Mountain West regular season champions

NIT, Semifinals
- Conference: Mountain West Conference
- Record: 28–10 (16–2 Mountain West)
- Head coach: Steve Fisher (17th season);
- Associate head coach: Brian Dutcher
- Assistant coaches: Justin Hutson; Dave Velasquez;
- Home arena: Viejas Arena

= 2015–16 San Diego State Aztecs men's basketball team =

American college basketball season

The 2015–16 San Diego State men's basketball team represented San Diego State University during the 2015–16 NCAA Division I men's basketball season. This was head coach Steve Fisher's seventeenth season at San Diego State. The Aztecs played their home games at Viejas Arena. They were members in the Mountain West Conference. They finished the season 28–10, 16–2 in Mountain West play to win the Mountain West regular season championship. They defeated Utah State and Nevada to advance to the championship game of the Mountain West tournament where they lost to Fresno State. As a regular season conference champion who failed to win their conference tournament, received an automatic bid to the National Invitation Tournament where they defeated IPFW, Washington, and Georgia Tech to advance to the semifinals where they lost to George Washington.

==Previous season==
The 2014–15 San Diego State Aztecs finished the season with an overall record of 27–9, and 14–4 in Mountain West play to finish in a tie for the Mountain West regular season championship with Boise State. They advanced to the championship game of the Mountain West tournament where they lost to Wyoming. They received an at-large bid to the NCAA tournament as an 8-seed in the South Region, where they defeated St.

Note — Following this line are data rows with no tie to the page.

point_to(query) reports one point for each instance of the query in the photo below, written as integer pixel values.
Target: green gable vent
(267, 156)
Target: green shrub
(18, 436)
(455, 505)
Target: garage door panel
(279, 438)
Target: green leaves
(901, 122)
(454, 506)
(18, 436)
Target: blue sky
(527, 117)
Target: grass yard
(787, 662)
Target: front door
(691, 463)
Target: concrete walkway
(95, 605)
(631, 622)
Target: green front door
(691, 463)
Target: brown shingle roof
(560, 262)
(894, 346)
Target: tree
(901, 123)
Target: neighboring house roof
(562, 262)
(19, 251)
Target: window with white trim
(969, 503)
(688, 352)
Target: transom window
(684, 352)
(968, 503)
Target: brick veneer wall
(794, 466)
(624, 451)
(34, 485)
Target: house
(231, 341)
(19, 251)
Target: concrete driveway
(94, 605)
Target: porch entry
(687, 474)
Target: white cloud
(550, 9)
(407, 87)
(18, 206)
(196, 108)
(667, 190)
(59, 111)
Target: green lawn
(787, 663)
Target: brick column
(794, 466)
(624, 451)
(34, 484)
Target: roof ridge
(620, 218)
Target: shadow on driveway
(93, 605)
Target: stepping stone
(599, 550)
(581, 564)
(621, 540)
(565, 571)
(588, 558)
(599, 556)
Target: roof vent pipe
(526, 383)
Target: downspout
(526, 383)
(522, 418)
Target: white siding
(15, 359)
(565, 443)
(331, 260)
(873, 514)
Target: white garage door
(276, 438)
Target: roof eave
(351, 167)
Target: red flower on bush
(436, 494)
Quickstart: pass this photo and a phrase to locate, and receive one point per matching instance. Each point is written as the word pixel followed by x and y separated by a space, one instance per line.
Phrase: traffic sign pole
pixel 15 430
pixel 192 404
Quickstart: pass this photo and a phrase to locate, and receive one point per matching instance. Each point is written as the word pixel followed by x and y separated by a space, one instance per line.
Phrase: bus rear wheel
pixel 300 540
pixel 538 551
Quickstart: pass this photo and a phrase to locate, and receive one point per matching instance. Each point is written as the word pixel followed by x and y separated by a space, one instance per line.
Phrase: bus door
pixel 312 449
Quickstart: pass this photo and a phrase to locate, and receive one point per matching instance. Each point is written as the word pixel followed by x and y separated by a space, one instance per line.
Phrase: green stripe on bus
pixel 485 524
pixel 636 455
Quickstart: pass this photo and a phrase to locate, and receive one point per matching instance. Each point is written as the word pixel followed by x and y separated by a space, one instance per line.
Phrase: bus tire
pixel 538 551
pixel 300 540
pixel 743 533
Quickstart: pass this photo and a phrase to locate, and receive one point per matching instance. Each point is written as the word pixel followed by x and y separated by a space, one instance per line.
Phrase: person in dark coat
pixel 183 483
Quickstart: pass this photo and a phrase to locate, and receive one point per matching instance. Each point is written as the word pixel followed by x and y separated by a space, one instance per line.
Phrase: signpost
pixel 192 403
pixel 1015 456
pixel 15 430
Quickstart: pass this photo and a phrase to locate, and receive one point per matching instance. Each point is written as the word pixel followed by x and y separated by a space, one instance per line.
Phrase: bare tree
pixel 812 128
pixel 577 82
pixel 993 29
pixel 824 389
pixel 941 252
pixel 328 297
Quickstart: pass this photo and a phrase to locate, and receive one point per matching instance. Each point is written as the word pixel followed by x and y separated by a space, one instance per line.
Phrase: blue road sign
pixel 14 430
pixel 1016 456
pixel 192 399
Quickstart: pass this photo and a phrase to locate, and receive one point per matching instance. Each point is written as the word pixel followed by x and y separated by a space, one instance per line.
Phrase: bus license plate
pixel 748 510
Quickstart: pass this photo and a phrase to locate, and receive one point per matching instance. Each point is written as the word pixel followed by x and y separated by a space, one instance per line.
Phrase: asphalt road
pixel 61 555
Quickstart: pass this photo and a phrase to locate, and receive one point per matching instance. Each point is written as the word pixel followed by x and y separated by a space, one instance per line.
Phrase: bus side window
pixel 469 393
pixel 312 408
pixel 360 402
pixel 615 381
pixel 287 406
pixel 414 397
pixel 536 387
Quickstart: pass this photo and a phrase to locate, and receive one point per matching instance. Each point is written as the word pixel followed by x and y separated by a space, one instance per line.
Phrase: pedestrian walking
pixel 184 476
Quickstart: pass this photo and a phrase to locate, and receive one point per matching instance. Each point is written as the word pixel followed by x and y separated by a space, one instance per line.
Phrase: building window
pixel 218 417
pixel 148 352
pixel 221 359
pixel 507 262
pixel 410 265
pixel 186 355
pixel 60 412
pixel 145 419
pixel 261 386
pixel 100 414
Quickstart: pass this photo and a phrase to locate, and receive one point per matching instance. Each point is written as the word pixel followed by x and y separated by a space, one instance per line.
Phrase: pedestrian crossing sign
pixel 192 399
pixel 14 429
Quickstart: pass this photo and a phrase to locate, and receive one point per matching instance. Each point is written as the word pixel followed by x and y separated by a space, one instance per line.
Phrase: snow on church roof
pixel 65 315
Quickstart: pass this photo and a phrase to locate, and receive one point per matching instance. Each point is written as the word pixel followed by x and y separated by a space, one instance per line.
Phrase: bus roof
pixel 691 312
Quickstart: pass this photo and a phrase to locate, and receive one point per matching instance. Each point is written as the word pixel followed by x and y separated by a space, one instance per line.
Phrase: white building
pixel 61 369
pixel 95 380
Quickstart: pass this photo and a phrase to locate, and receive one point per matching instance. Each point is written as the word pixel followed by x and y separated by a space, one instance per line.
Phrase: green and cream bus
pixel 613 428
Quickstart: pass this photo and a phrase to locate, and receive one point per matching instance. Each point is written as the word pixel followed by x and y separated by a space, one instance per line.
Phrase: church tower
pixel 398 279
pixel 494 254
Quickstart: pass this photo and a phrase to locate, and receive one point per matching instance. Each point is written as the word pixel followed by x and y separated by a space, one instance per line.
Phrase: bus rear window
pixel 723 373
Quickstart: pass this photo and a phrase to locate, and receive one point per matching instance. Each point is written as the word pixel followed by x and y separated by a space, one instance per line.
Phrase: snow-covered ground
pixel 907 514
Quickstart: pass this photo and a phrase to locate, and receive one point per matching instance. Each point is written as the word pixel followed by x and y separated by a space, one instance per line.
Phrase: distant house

John's in the second round before losing in the Round of 32 to Duke.

==Departures==

| Name | Number | Pos. | Height | Weight | Year | Hometown | Notes |
|---|---|---|---|---|---|---|---|
| Kevin Zabo | 2 | G | 6'2" | 185 | Freshman | Gatineau, QE | Transferred to Indian Hills CC |
| Dwayne Polee II | 5 | F | 6'7" | 200 | RS Senior | Los Angeles, CA | Graduated |
| Aqeel Quinn | 10 | G | 6'3" | 200 | RS Senior | Gardena, CA | Graduated |
| J. J. O'Brien | 20 | F | 6'7" | 215 | RS Senior | Rancho Cucamonga, CA | Graduated |
| Ryan Staten | 24 | G | 6'2" | 185 | Senior | San Pablo, CA | Graduated |

==2015 recruiting class==
In addition to two high school recruits, San Diego State received a commitment from Indiana transfer Max Hoetzel. The sophomore wing will sit out the 2015–16 season, after which he will have three years of remaining eligibility.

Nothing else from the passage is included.